The group plans to continue the discussion through monthly roundtables in order to continue advancing their work. “We’re basically building a community of practice,” Davis says. “It’s one thing to define priorities; it’s another thing to put them in place, and then we measure progress based on actually fulfilling and bringing to fruition in a real-world environment what was determined. I think having that group together has reinforced that sense of community around this issue. We need that community because one organization cannot champion and improve interoperability alone.”

The Sequoia Project was invited to present at AHIMA’s annual conference in October 2023, where Yeager and Davis held a three-hour workshop on data usability. “Not only are they partnering with us to evangelize how to socialize the data that are out there but AHIMA is also trying to get feedback from their community for future work.

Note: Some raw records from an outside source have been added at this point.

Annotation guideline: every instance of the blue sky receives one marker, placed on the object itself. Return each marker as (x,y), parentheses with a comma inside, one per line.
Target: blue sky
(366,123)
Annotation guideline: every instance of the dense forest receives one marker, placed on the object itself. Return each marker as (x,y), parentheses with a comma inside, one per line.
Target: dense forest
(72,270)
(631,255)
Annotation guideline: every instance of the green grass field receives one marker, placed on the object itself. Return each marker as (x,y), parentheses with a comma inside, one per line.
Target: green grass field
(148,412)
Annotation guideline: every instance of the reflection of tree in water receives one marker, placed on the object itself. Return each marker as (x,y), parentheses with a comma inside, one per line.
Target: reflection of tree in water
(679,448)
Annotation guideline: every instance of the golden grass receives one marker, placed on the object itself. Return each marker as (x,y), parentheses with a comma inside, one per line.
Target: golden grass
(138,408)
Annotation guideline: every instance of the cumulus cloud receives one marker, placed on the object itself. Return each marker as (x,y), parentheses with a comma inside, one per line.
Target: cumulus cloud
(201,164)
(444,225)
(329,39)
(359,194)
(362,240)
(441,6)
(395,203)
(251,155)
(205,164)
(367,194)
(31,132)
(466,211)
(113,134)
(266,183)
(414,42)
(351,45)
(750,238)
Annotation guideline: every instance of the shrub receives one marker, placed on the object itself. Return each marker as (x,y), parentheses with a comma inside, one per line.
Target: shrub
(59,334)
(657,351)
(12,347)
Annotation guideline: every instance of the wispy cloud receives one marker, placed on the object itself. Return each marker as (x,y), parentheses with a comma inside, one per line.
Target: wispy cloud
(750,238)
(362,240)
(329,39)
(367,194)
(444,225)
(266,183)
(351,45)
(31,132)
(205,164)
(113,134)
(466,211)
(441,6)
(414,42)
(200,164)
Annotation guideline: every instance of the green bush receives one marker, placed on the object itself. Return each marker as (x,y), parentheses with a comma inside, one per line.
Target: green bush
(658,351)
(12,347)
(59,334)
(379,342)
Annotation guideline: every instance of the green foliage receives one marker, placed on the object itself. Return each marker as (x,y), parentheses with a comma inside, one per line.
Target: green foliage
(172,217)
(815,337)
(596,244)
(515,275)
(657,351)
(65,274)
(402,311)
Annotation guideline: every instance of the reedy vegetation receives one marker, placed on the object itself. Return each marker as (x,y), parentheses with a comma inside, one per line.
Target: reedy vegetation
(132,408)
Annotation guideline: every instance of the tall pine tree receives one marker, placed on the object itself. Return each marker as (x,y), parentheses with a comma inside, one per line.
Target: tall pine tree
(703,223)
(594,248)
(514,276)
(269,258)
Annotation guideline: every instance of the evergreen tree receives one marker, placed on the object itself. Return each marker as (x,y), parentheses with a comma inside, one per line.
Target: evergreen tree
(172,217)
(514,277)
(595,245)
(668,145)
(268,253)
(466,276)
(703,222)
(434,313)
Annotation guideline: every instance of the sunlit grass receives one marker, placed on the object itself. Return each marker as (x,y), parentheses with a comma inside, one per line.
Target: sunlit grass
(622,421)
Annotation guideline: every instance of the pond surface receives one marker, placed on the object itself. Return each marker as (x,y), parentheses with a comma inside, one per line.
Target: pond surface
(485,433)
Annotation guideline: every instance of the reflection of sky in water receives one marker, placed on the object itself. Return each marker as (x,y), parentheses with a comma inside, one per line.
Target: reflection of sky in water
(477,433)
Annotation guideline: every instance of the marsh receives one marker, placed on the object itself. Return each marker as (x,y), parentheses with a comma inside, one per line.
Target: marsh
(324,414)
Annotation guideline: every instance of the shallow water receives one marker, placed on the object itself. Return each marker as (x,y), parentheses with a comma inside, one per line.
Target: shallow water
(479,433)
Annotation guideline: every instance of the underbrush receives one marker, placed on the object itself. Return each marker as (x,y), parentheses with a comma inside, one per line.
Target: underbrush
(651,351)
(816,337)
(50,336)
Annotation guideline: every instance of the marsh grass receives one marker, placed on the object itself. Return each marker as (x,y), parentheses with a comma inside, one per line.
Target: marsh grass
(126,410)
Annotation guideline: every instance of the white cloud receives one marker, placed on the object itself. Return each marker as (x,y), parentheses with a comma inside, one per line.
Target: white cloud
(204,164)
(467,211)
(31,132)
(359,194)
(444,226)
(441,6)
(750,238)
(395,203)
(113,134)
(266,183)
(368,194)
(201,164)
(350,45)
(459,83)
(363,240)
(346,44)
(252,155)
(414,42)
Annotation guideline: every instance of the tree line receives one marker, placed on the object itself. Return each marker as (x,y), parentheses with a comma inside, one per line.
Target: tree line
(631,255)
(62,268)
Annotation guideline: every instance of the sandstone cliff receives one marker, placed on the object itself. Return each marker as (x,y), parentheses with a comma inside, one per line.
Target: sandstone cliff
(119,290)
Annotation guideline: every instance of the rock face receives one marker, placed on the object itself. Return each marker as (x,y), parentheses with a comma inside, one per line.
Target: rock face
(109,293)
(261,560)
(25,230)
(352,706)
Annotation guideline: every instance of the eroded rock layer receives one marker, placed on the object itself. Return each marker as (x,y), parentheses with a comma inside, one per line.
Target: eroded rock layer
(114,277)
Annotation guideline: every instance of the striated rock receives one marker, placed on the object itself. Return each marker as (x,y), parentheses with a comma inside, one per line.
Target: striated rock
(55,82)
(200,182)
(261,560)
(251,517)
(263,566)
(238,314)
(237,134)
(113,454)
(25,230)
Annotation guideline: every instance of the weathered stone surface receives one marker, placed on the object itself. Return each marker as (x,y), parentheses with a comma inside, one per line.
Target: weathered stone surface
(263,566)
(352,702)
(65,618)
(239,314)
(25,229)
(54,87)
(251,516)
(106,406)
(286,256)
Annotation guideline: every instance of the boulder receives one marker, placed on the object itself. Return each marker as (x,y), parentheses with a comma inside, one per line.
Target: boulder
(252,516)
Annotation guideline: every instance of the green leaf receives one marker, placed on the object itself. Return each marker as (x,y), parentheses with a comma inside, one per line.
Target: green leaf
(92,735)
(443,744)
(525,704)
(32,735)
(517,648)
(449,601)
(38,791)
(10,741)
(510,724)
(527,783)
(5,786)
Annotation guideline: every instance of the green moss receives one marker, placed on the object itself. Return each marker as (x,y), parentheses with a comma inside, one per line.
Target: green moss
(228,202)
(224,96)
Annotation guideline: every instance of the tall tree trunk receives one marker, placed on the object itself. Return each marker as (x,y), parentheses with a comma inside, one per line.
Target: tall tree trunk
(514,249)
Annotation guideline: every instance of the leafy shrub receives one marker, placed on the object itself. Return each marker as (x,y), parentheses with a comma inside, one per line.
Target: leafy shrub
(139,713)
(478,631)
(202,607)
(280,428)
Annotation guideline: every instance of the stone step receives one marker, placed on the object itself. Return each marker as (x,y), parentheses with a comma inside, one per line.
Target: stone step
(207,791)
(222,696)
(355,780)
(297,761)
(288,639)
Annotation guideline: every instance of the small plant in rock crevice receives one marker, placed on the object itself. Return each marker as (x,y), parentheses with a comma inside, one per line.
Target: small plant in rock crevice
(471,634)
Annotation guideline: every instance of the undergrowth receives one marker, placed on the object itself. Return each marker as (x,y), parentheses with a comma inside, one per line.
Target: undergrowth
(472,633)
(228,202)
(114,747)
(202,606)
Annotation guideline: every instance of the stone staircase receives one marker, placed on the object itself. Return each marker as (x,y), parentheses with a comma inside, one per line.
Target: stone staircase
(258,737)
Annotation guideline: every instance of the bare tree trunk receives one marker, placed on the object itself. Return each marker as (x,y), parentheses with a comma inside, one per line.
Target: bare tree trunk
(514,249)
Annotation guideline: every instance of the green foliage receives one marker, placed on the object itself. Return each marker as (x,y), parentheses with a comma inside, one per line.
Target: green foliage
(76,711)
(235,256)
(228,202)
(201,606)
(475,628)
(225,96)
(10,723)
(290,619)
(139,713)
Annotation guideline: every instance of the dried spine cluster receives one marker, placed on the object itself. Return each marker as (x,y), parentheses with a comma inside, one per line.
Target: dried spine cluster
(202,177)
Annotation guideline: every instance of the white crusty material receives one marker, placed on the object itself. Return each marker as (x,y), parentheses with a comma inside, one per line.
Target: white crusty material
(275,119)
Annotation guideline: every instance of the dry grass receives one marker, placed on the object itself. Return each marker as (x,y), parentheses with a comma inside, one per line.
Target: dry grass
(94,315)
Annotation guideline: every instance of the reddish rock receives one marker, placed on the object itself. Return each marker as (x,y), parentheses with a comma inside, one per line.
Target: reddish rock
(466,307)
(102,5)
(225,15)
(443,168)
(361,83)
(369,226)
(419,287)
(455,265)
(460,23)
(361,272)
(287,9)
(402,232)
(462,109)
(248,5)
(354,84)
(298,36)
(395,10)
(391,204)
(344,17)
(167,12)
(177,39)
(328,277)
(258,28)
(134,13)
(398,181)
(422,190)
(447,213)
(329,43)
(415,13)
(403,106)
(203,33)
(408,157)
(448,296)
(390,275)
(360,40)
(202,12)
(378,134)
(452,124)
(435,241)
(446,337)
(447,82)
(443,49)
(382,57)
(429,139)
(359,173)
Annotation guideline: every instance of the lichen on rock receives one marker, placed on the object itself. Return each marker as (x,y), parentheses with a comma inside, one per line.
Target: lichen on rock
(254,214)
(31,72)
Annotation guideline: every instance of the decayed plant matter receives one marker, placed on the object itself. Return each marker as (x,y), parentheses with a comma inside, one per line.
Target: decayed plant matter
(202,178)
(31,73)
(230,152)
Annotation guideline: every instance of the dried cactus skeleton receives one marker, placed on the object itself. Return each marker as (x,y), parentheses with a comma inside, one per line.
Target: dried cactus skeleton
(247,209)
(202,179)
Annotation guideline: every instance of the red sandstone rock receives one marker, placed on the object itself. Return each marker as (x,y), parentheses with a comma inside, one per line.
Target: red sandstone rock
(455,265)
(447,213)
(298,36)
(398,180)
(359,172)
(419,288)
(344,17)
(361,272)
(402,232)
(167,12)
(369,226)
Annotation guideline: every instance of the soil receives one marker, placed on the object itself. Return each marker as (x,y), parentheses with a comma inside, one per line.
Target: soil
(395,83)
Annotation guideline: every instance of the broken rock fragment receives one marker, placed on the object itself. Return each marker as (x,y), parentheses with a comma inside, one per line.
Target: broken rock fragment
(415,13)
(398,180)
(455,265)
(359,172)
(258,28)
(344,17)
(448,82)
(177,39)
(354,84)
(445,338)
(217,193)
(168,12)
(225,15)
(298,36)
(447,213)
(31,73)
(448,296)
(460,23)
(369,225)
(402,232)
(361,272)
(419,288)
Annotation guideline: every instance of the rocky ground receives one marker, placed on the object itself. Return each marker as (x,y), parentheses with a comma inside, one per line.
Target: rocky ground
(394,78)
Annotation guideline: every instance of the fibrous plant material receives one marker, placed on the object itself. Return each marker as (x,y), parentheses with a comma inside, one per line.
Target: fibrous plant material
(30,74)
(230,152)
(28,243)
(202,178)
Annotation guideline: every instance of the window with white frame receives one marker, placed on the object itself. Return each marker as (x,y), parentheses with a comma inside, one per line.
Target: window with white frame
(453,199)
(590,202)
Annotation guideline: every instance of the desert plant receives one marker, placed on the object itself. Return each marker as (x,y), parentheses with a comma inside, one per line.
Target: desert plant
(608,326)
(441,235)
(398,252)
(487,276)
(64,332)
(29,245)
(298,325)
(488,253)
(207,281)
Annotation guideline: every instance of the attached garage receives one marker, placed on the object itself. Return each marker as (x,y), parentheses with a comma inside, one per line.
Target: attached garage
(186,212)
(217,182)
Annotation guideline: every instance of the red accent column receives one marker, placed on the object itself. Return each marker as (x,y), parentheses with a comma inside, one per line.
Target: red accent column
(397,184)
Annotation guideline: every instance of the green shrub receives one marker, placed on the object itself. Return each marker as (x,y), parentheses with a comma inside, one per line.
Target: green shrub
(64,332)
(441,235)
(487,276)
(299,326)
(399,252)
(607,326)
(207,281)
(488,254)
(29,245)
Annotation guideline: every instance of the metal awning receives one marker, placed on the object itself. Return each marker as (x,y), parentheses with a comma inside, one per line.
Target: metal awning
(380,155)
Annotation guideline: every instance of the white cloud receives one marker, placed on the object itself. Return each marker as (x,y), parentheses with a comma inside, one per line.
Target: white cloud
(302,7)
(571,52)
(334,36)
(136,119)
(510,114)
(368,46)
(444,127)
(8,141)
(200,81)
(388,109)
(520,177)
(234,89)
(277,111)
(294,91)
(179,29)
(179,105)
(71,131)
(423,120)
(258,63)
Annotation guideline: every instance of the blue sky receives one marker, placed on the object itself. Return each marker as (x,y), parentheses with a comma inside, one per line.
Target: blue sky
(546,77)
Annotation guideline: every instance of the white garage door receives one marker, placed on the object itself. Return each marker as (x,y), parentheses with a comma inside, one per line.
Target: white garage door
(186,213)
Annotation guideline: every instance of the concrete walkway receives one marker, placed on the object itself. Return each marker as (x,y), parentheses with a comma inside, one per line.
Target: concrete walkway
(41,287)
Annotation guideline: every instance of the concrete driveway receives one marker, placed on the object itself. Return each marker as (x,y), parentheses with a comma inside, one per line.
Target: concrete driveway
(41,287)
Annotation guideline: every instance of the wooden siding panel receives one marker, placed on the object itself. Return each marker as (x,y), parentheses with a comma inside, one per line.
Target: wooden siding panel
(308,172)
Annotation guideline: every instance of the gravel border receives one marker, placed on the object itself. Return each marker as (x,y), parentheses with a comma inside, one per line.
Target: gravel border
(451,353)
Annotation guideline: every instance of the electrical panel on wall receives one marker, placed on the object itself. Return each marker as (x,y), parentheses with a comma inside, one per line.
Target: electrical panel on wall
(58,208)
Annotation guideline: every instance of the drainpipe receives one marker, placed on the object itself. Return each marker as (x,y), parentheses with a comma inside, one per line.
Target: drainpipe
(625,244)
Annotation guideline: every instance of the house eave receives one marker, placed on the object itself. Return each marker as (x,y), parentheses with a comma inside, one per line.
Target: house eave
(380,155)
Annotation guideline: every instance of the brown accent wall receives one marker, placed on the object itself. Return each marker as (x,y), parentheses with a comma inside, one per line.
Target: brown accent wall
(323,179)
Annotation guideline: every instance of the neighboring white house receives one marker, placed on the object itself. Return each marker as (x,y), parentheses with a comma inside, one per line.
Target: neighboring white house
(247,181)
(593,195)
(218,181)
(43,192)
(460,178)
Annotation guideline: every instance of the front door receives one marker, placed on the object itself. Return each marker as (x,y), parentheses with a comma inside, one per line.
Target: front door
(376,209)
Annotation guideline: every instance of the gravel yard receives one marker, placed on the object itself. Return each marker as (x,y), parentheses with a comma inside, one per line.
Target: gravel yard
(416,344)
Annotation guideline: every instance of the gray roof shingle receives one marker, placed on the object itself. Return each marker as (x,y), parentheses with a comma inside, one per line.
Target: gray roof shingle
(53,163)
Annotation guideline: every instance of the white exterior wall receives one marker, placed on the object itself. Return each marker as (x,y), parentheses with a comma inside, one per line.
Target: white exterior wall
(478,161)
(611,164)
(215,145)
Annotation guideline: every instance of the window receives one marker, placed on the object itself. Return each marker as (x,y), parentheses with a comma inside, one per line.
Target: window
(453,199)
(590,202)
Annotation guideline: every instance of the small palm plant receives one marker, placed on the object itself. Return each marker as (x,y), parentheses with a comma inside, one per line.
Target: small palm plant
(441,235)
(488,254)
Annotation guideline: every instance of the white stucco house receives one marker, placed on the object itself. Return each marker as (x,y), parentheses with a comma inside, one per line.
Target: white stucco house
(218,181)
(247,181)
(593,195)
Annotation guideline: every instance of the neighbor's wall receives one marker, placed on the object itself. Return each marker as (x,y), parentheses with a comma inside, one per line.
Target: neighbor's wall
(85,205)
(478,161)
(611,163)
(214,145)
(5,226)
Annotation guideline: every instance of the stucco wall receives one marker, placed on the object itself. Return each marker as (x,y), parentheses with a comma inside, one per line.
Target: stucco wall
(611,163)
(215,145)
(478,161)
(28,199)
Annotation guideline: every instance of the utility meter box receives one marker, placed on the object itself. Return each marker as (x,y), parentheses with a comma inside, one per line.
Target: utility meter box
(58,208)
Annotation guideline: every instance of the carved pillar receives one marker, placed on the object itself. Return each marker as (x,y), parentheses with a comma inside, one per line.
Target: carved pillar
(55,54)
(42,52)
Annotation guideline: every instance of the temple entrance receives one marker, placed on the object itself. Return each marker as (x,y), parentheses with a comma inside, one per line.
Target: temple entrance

They’re not only committed to doing this with us for the Taking Root initiative but they’re also working with us to develop the second iteration of the implementation guide, which will include the items we could not address in the first version. We can’t solve the problem for an entire industry overnight. We have to take baby steps, and feedback as we move forward is integral.”

Measuring the Impact
The central point the group hopes to measure is the impact its work is having on the usability issue. “It’s a hard thing to measure,” Yeager concedes. “Measuring conformance to the rules should improve the clinician and end-user experience overall. However, this is a long-term initiative, not a one-, two-, or three-year endeavor. The Sequoia board of directors, which prioritized this work, was very clear that this may take a decade to solve, and we’re in it for the long haul. We know it’s something that is absolutely essential for all of us to benefit—from patients to caregivers to public health officials to stakeholders. So, we need to do it and do it correctly. I remind people that sophisticated health IT systems, artificial intelligence, and clinical decision support are all wonderful things, but if the data quality and usability are not there, none of that works. It’s very important and the foundation for any interoperability to be useful.”

A Call to Engagement and Expansion
Now embarking on its second decade, The Sequoia Project welcomes new members who share the organization’s commitment to advancing health information exchange implementation across the nation. The nonprofit is also open to adding new health IT interoperability initiatives. “We’re always open to exploring new partnerships and initiatives,” Yeager says. “The Sequoia Project’s work takes the form of independent initiatives, and we’re an ideal home for projects that require a collaborative environment in which many entities with differing perspectives can work productively together. We have the ability to provide the sustaining management services and governance support required to allow new initiatives to grow and succeed. What is especially beneficial is that our initiatives work independently but also draw upon each other’s perspective and expertise, and that is great for everyone.”

— Susan Chapman, MA, MFA, PGYT, is a Los Angeles–based freelance writer and editor.